Now let’s compare the distribution of the t-statistic in the standard case vs with the above stopping rule. We get fatter tails with the above stopping rule, as shown by the histogram below.

Is this a correct way to think about the stopping rule problem?

To which I replied the following:

By adopting a stopping rule on a random iid sequence, you favour values in the sequence that agree with your stopping condition, hence modify the distribution of the outcome. To take an extreme example, if you draw N(0,1) variates until the empirical average is between -2 and 2, the average thus produced cannot remain N(0,1/n) but have a different distribution.
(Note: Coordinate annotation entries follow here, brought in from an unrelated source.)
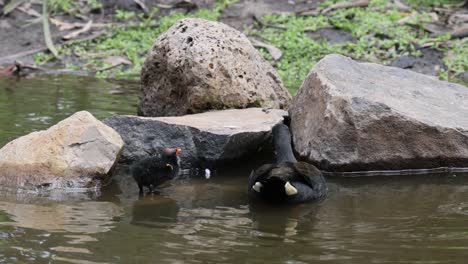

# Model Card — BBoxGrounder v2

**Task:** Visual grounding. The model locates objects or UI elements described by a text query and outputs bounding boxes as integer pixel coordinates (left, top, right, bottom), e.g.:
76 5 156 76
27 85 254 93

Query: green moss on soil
35 0 468 94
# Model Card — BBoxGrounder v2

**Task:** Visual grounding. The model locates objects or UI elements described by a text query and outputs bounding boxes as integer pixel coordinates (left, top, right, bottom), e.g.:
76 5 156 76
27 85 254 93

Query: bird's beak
252 182 263 192
284 182 297 196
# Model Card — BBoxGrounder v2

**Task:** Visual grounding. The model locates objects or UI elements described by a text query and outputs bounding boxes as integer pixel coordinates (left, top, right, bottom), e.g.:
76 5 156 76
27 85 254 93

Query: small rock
0 111 123 189
289 55 468 171
103 108 287 168
138 18 291 116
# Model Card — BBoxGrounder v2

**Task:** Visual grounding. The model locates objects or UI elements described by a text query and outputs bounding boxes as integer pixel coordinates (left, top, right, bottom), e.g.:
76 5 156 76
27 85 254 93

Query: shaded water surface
0 75 138 147
0 76 468 264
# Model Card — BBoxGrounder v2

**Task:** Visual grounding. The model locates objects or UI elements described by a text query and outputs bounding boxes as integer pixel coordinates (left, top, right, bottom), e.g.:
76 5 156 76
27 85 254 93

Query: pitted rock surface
138 18 291 116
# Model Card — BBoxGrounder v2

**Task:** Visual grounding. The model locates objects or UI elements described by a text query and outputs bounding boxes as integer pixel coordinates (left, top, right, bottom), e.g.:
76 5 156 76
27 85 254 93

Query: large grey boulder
103 108 287 168
289 55 468 171
0 111 124 188
138 18 291 116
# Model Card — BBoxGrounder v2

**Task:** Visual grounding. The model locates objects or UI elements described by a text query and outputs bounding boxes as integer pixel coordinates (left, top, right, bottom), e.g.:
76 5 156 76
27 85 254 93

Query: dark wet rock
389 49 445 76
138 19 291 116
307 28 356 44
289 55 468 171
0 111 124 189
103 108 287 168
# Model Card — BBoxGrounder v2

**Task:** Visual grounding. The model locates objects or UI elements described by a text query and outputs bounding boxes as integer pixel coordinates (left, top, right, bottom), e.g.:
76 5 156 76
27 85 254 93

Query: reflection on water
0 165 468 263
0 76 468 264
0 75 138 147
0 201 122 234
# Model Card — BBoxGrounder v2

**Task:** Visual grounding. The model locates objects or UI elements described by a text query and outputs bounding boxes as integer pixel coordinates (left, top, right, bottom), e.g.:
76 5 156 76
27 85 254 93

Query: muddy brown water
0 75 468 264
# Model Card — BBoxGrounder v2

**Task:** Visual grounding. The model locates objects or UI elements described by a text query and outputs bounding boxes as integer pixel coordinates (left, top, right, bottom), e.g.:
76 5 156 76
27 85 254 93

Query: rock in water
138 18 291 116
289 55 468 171
0 111 124 188
103 108 287 168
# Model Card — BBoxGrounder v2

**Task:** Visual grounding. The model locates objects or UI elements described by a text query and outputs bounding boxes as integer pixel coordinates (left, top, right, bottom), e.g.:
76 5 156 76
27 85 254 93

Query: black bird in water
249 124 327 203
130 148 182 194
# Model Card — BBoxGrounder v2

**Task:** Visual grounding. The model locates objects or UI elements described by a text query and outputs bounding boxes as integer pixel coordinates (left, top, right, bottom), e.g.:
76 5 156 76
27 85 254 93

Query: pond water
0 76 468 264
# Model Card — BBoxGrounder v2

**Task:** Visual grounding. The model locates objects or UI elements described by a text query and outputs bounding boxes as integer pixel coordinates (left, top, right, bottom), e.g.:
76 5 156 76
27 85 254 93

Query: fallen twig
393 0 411 12
449 25 468 39
156 0 198 11
42 1 58 58
0 64 18 77
296 8 320 16
3 0 28 15
320 0 369 14
15 60 45 72
62 20 93 40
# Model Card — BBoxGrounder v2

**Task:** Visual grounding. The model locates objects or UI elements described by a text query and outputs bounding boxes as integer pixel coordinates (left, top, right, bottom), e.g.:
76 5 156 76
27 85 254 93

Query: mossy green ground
36 0 468 94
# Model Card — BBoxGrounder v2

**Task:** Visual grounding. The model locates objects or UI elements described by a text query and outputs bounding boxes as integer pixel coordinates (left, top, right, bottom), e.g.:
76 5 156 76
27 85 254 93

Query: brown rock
289 55 468 171
138 19 291 116
0 111 123 188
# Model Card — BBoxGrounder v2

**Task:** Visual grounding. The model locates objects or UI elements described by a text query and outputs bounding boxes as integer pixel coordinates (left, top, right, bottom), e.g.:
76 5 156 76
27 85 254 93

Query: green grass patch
248 0 468 94
35 0 468 94
405 0 462 7
34 0 235 79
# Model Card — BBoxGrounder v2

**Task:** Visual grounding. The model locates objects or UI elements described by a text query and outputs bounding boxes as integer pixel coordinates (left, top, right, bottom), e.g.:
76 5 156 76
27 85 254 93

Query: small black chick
130 148 182 194
249 124 327 203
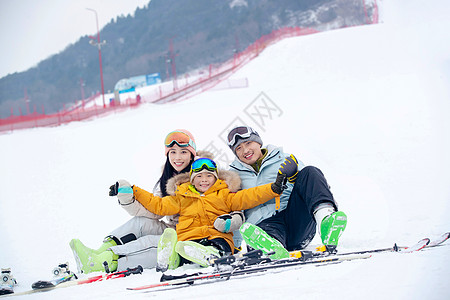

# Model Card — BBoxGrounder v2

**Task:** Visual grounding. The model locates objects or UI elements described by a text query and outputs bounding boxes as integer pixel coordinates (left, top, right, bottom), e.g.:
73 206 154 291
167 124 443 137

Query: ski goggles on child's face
190 158 217 174
228 126 257 147
164 131 196 150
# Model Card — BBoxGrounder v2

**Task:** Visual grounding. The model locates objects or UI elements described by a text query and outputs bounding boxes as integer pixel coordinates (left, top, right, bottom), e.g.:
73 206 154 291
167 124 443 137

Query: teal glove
278 154 298 183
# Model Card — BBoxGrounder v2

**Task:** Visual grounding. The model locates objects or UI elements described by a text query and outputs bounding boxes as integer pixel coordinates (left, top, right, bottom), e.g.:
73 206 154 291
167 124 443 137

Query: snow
0 0 450 299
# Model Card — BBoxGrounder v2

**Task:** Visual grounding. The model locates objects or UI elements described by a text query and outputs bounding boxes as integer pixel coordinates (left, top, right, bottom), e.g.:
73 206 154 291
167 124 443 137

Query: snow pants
108 217 169 271
257 166 337 251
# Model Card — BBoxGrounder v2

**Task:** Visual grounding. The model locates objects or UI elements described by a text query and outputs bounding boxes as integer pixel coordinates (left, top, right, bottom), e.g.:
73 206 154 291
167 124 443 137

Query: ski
0 268 17 295
127 254 371 291
31 263 78 290
289 232 450 258
127 232 450 291
0 266 143 296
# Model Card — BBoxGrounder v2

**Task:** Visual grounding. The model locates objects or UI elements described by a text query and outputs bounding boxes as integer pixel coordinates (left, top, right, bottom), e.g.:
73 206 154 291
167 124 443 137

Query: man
228 126 347 251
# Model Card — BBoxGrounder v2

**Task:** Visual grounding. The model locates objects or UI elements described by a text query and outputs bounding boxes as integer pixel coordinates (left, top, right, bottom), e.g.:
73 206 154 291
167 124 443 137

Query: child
113 158 285 271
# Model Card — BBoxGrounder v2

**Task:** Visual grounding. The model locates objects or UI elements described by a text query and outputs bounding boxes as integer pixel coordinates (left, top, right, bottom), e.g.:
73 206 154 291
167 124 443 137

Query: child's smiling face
192 172 217 193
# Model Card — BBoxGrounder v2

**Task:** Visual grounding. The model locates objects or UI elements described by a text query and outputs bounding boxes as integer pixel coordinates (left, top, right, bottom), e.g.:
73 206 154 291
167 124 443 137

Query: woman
70 129 243 273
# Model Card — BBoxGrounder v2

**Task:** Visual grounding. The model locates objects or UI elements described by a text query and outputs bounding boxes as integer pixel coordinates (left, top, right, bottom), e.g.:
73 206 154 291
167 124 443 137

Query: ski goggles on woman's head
164 131 197 150
191 158 217 174
228 126 258 147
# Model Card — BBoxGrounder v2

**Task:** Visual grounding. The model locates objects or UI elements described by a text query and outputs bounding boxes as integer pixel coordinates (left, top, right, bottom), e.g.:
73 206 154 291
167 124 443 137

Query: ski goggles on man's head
228 126 258 147
164 131 197 150
190 158 217 174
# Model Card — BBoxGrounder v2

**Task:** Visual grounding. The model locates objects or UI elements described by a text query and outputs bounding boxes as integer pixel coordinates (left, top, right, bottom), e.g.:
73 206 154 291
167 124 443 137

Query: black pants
257 166 337 251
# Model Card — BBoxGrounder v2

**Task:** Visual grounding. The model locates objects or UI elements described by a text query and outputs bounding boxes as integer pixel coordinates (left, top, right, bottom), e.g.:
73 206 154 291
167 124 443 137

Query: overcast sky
0 0 150 78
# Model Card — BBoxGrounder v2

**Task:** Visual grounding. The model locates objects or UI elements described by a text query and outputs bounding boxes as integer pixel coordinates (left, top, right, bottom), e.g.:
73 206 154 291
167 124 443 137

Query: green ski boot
70 239 119 274
156 228 180 272
320 211 347 246
175 241 221 267
239 223 289 259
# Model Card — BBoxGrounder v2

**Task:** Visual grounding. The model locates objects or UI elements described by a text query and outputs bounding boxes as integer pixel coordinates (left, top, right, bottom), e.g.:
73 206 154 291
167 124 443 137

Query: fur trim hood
166 169 241 196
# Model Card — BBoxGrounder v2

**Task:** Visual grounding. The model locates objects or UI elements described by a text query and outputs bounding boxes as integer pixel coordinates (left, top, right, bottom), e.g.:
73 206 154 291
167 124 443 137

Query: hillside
0 0 373 118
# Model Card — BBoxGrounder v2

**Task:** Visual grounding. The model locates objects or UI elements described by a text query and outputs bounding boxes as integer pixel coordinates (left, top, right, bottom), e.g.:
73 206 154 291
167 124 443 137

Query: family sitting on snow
70 126 347 273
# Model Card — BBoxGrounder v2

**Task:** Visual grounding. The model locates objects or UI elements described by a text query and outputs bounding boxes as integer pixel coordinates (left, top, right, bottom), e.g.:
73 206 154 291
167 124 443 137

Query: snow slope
0 0 450 299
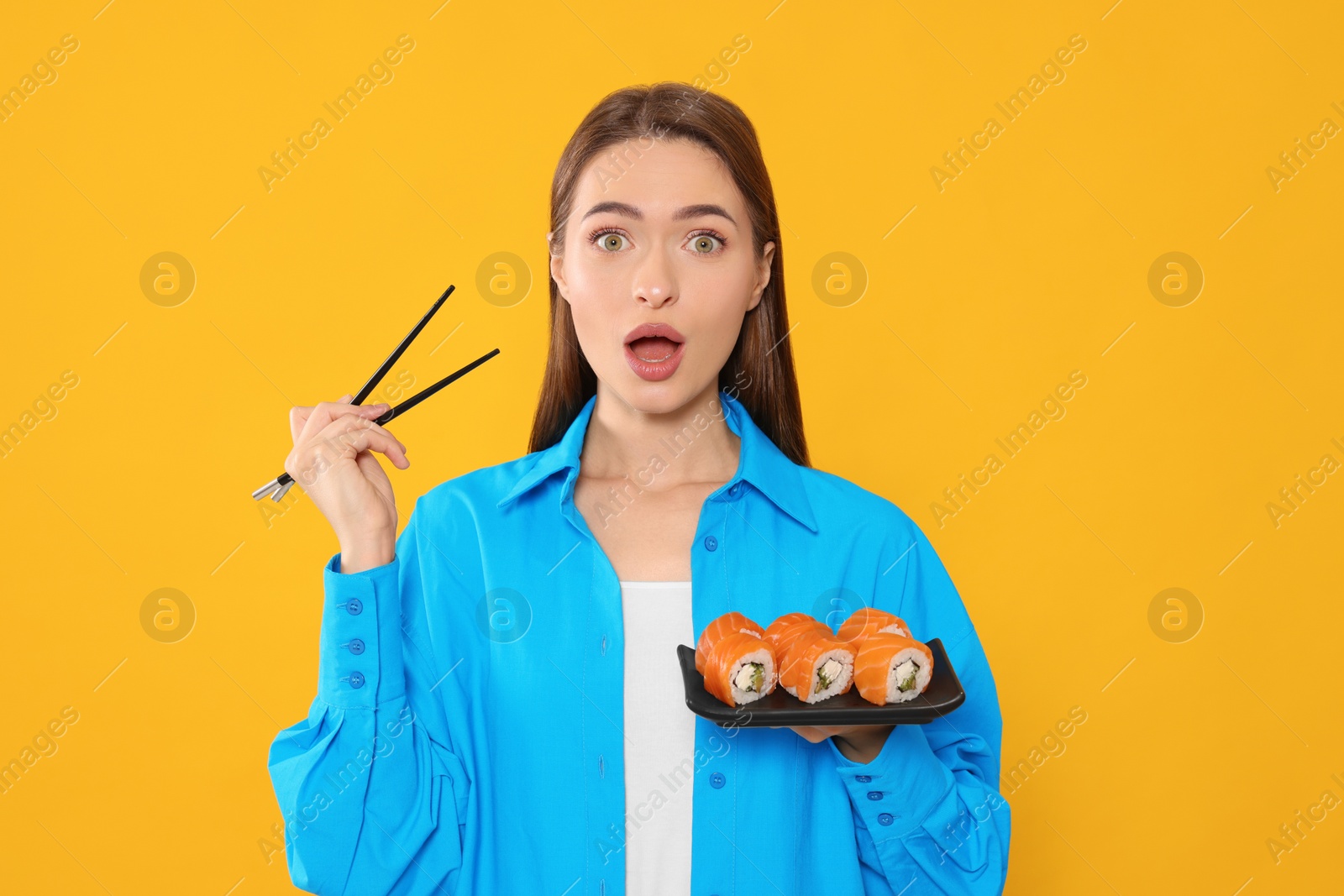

The t-test statistic you build from your experiment is no longer distributed as a uniform variate because of the stopping rule: the sample(x1,…,x10m) (with random size 10m [resulting from increases in the sample size by adding 10 more observations at a time] is distributed from

$\prod_{i=1}^{10m} \phi(x_i) \times \prod_{j=1}^{m-1} \mathbb{I}_{t(x_1,\ldots,x_{10j})>.05} \times \mathbb{I}_{t(x_1,\ldots,x_{10m})<.05}$

if 10m<60 [assuming the maximal acceptable sample size is 60] and from

$\prod_{i=1}^{60} \phi(x_i) \times \prod_{j=1}^{5} \mathbb{I}_{t(x_1,\ldots,x_{10j})>.05}$

otherwise. The histogram at the top of this post is the empirical distribution of the average of those observations, clearly far from a normal distribution.